King Felipe VI of Spain: A great great grandson of Victoria, the Ultimate Lancastrian bloodline came to Spain when Victoria’s granddaughter Victoria Eugenie married Spanish King Alfonso XIII.  Sadly Victoria Eugenie carried the hemophilia gene which led to the death of her eldest and youngest sons. 

Kaiser Wilhelm II: The last German Emperor and King of Prussia, Wilhelm was the eldest grandchild of Victoria, and therefore an Ultimate Lancastrian.

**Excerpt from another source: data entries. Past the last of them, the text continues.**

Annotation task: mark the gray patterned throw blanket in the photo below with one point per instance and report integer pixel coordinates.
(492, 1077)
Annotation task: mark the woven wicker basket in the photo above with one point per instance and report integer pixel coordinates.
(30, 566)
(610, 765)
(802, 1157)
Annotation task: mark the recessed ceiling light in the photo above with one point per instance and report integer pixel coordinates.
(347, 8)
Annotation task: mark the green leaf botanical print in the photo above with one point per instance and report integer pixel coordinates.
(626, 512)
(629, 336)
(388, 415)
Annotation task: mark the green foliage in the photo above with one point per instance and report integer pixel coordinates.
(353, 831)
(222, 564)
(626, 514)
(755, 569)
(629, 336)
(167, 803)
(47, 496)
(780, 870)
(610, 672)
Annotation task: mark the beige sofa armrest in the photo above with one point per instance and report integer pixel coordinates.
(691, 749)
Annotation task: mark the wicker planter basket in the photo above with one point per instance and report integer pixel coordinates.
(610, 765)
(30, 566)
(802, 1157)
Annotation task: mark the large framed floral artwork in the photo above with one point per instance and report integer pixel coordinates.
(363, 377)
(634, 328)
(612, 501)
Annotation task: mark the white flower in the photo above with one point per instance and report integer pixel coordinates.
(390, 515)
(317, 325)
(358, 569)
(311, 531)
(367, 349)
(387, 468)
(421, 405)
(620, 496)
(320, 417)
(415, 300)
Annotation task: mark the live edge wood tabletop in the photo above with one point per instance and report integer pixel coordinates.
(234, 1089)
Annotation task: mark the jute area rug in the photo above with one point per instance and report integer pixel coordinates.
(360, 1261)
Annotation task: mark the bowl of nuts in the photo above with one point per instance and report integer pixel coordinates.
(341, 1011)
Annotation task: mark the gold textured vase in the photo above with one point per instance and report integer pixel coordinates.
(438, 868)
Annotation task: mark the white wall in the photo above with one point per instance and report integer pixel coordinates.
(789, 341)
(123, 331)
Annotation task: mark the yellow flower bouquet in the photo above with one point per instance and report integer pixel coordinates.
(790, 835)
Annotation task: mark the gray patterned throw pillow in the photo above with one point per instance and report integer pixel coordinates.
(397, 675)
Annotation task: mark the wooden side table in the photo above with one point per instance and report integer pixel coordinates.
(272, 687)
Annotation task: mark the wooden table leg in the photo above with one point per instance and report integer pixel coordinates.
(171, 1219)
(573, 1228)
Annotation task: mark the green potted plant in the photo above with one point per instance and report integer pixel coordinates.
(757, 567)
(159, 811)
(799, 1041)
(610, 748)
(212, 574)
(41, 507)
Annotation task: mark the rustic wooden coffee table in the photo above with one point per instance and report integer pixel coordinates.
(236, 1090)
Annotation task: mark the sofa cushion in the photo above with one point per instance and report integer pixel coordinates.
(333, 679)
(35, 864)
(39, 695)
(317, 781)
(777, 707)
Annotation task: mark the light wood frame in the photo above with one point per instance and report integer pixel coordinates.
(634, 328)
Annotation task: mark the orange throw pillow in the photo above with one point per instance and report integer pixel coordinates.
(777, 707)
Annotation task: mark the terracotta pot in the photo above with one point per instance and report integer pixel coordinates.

Harald V of Norway: Again, descended from Victoria, the current king of Norway is an Ultimate Lancastrian and is actually about 70th in line for the British throne.

A note on Mary I.

            Mary was given the nickname of “Bloody Mary” because she forcibly tried to convert England back to Catholicism by burning Protestant heretics.  Records indicate that she burned a little fewer than 300 people, including women and children.  Obviously not a very nice thing to do, but history tends to ignore the fact that Elizabeth, the so called “Virgin Queen,” or “Good Queen Bess,” or “Cate Blanchett is an amazing actress,” killed roughly the same number of Catholics.  And that doesn’t even come close to the number of people their father, psychotic Henry VIII, killed.  The Tudors were incredibly bloody; their reign started in blood and would have ended in blood had some people had their way.  The truth is that Mary was harassed and abused as a child by her own father, yet was beloved by her people.  The English people adored her all throughout her father’s reign, and when her brother tried to disinherit her near his death, the country rallied around Mary to crown her queen.   Her mother was an amazing woman who was similarly abused by her psychotic husband, and had Mary been given a normal childhood without the terror of an abusive stepmother (Anne Boleyn), constant threats of violence (Francis Bryan, her own father, etc.), and the destruction of nearly everything she knew and loved (her parents’ marriage, her governess Margaret Pole, the Catholic institution in England), chances are she could have been an amazing queen.  Instead, she was given a pile of shit and turned to violence when she became queen.  The only reason people call her “Bloody” and revere Elizabeth is because Elizabethan historians wrote the history books.  Had Mary succeeded in turning England back to Catholicism and left children to rule after her, it’s probable that the history books would have been a lot nicer to her.